Le cas de du célèbre Téflon

Le Téflon est le nom commercial du PTFE (pour polytétrafluoroéthylène), un composé fluoré inventé par DuPont de Nemours en 1938. Il est utilisé par les fabricants d’ustensiles de cuisine comme revêtement antiadhésif. Jusqu’à 260°C, ce revêtement ne présenterait pas de risque pour la santé, mais au-delà, il se décompose et relargue un tensioactif qui entrait dans sa fabrication. Ce tensioactif est un autre perfluoré, l’acide perfluorooctanoïque ou PFOA. C’est celui-ci qui est hautement toxique et cancérigène. La fabrication et la mise sur le marché du PFOA en tant que substance sont interdites dans l’Union européenne depuis le 4 juillet 2020. Il est reconnu pour être hautement toxique et cancérigène.

Les perfluorés dangereux pour l’environnement et la santé

La nocivité de ces PFAS n’a été comprise que récemment. Alors que les pollutions induites par le DDT, les CFC (chlorofluorocarbures) ou les plastiques sont connues depuis les années 1960 ou 1970, le danger des perfluorés n’est perçu que depuis le début des années 2000.

Désormais, les études épidémiologiques s’accumulent, et la législation internationale réglemente certains PFAS.

La notoriété de certains PFAS est liés à des scandales sanitaires retentissants. Le film Dark Waters raconte ainsi comment une communauté de Virginie occidentale aux Etats-Unis obtient gain de cause contre l’industriel DePont de Nemours pour la pollution de son eau potable par des perfluorés.

En France, des journalistes aidés de scientifiques relèvent dans une enquête diffusée en mai 2022 des niveaux alarmants de PFAS dans l’eau, l’air et les sols de la ville industrielle de Pierre-Bénite, pollués par les rejets de l’usine Arkema.

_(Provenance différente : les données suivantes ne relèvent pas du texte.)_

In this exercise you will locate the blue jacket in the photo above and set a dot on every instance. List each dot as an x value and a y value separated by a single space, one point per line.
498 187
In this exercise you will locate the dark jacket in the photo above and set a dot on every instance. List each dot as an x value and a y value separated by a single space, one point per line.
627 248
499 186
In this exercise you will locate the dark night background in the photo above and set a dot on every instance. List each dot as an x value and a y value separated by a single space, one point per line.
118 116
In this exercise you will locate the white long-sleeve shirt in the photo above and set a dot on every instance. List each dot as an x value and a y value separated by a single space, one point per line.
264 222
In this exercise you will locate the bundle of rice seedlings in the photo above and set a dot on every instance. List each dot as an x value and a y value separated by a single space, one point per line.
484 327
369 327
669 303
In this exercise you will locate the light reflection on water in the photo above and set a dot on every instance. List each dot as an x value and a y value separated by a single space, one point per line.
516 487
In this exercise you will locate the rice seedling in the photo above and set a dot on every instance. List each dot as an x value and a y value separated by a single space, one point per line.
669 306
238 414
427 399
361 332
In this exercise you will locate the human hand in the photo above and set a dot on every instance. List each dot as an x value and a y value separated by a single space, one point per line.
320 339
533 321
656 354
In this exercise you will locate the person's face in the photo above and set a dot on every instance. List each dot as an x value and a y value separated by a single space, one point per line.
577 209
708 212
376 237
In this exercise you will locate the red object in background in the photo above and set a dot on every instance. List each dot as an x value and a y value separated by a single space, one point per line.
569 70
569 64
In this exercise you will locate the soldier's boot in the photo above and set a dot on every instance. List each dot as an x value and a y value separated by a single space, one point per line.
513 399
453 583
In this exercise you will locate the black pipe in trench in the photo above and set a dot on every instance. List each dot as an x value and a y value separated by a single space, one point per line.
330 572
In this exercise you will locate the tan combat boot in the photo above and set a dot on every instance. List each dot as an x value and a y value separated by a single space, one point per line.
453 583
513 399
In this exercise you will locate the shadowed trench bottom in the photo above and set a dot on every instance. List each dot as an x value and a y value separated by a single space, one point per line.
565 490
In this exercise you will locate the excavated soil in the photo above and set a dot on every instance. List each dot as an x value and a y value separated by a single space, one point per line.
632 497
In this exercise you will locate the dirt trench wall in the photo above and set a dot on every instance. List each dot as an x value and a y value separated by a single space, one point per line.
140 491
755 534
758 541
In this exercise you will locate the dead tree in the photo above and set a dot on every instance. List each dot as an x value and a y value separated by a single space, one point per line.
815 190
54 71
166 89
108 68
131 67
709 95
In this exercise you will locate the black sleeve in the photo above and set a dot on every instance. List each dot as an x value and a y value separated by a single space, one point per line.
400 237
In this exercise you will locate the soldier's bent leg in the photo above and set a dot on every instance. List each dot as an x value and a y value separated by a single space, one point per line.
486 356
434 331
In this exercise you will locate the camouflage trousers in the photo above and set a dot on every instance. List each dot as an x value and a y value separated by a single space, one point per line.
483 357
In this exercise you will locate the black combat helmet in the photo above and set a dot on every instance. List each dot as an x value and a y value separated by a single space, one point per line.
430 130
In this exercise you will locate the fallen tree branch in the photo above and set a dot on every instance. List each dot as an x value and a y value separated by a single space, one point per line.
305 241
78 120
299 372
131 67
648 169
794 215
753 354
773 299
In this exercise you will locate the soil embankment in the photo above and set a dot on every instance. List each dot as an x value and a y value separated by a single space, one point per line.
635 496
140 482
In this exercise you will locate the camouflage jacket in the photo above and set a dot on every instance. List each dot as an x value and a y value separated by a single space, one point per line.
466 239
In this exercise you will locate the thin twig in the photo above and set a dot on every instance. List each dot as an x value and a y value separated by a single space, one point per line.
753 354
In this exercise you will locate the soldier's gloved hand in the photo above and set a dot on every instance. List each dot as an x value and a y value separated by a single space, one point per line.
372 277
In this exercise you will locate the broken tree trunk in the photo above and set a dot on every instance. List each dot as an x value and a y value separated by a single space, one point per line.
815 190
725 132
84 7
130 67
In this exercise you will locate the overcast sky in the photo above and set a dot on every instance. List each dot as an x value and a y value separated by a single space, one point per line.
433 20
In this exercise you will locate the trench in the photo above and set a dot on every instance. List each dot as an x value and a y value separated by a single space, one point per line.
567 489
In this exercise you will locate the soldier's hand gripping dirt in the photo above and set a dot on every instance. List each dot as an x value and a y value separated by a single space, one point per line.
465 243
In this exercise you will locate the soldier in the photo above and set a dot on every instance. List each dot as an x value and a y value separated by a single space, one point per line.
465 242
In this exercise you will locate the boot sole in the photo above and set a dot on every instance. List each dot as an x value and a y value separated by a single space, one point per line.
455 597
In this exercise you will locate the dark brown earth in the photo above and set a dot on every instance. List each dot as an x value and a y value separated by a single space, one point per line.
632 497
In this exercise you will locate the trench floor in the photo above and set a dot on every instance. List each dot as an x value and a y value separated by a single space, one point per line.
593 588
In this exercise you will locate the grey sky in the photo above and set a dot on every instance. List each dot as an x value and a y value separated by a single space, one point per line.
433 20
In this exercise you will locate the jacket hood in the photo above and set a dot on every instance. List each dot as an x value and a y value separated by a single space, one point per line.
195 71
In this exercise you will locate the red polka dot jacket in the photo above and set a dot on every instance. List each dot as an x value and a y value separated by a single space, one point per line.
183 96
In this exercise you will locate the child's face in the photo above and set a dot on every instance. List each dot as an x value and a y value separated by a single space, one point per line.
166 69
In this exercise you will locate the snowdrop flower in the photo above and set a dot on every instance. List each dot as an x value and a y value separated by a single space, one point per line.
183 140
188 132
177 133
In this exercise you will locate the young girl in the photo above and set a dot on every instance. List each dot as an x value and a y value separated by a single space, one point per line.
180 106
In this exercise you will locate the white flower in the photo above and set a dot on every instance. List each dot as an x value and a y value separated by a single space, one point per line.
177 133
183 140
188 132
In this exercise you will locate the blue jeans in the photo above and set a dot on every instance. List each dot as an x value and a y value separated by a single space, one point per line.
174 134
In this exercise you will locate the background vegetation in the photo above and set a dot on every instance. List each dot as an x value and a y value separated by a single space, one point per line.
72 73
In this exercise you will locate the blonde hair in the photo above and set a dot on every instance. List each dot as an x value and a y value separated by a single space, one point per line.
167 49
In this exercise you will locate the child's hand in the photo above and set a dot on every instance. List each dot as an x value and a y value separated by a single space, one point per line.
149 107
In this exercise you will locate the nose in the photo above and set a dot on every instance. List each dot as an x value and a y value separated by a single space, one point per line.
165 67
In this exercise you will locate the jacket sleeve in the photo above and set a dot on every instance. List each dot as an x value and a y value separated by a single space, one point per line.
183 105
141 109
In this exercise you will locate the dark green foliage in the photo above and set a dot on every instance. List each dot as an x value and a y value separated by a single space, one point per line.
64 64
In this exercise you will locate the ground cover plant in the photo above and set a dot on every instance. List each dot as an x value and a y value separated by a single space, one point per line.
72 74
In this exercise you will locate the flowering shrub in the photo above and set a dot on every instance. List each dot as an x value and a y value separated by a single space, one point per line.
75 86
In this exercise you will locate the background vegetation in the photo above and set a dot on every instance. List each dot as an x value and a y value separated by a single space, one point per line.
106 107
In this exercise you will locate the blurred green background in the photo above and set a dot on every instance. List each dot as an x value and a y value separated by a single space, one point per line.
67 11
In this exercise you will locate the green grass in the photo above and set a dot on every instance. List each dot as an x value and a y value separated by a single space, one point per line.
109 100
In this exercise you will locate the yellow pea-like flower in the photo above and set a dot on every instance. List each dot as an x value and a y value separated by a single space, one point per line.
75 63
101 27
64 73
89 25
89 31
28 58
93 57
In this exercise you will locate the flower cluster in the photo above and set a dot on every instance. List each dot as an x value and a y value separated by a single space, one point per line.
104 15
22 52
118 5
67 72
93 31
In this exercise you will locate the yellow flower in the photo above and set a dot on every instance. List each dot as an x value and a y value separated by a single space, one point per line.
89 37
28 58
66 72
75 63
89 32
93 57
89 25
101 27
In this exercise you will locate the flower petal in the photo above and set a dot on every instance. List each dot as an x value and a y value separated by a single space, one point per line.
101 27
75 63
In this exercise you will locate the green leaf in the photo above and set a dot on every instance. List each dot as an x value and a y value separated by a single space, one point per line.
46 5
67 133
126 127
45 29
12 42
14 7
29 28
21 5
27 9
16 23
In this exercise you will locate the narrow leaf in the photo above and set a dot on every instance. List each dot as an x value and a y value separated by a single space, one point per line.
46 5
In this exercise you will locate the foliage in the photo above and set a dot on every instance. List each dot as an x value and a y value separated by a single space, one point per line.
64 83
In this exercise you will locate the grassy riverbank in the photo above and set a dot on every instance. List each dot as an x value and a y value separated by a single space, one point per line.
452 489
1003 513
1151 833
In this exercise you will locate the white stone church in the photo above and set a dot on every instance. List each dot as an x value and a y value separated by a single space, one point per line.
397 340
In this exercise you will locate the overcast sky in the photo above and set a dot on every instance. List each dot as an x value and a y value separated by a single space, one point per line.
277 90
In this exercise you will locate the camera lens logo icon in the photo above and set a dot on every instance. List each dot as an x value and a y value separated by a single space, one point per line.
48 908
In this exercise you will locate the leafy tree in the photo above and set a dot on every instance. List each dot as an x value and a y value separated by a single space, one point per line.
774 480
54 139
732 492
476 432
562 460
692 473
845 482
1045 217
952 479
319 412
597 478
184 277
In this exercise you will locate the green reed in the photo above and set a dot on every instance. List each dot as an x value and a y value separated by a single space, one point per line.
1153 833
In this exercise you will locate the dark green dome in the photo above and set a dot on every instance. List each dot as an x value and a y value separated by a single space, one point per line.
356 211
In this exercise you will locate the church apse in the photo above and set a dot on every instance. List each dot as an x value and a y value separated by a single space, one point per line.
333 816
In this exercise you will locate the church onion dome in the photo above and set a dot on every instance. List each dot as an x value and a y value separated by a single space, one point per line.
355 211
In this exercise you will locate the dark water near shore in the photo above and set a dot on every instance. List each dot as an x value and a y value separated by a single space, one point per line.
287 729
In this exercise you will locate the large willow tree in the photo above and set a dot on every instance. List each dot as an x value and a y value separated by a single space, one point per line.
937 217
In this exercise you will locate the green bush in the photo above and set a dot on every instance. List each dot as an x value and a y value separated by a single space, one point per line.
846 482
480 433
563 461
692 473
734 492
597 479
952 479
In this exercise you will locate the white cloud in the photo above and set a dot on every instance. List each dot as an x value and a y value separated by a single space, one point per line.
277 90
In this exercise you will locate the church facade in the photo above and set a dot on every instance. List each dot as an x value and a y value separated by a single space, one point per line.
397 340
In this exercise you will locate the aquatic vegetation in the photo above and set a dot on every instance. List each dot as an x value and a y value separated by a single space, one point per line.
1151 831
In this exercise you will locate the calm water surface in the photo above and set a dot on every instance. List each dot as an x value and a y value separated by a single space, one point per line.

Depuis, les autorités françaises, sensibilisées par le cas de Pierre-Bénite surveillent les sites industriels à risque. Au crible de leur attention, la commune de Rumilly en Haute-Savoie et sa distribution d’eau potable.

Les perfluorés les plus surveillés en Europe et pour certains restreints, interdits ou en voie d’interdiction sont :

  • _l’acide perfluorooctanoïque (PFOA)
  • _le perfluorooctane sulfonate (PFOS)
  • _l’acide perfluorononanoïque (PFNA)
  • _l’acide perfluorohexane sulfonique (PFHxS)

Les émissions mondiales des quatre perfluorés ont été réduites depuis leur restriction ou leur interdiction. Problème : du fait de leur résistance à toute dégradation chimique, ces substances subsistent dans l’environnement. Dans nos organismes, elles sont bioaccumulables et reprotoxiques. Nous n’avons pas encore de solution pour éviter leur relargage. L’élimination des PFAS du sol et de l’eau est difficile et extrêmement coûteuse.

Pour remplacer ces PFAS « historiques », désignés comme dangereux par la recherche, l’industrie chimique a eu recours de nouvelles substances perfluorés, appelées les PFAS nouvelle génération. Ces nouvelles substances ne sont pas régulées.

Les chaînes moléculaires de PFAS nouvelle génération, moins longues, seraient moins persistantes et non bioaccumulables dans l’environnement. Ce que les études scientifiques en santé humaine et animale compilées par la base de données PFAS-Tox et  portant sur 29 de ces nouveaux perfluorés ne montrent pas.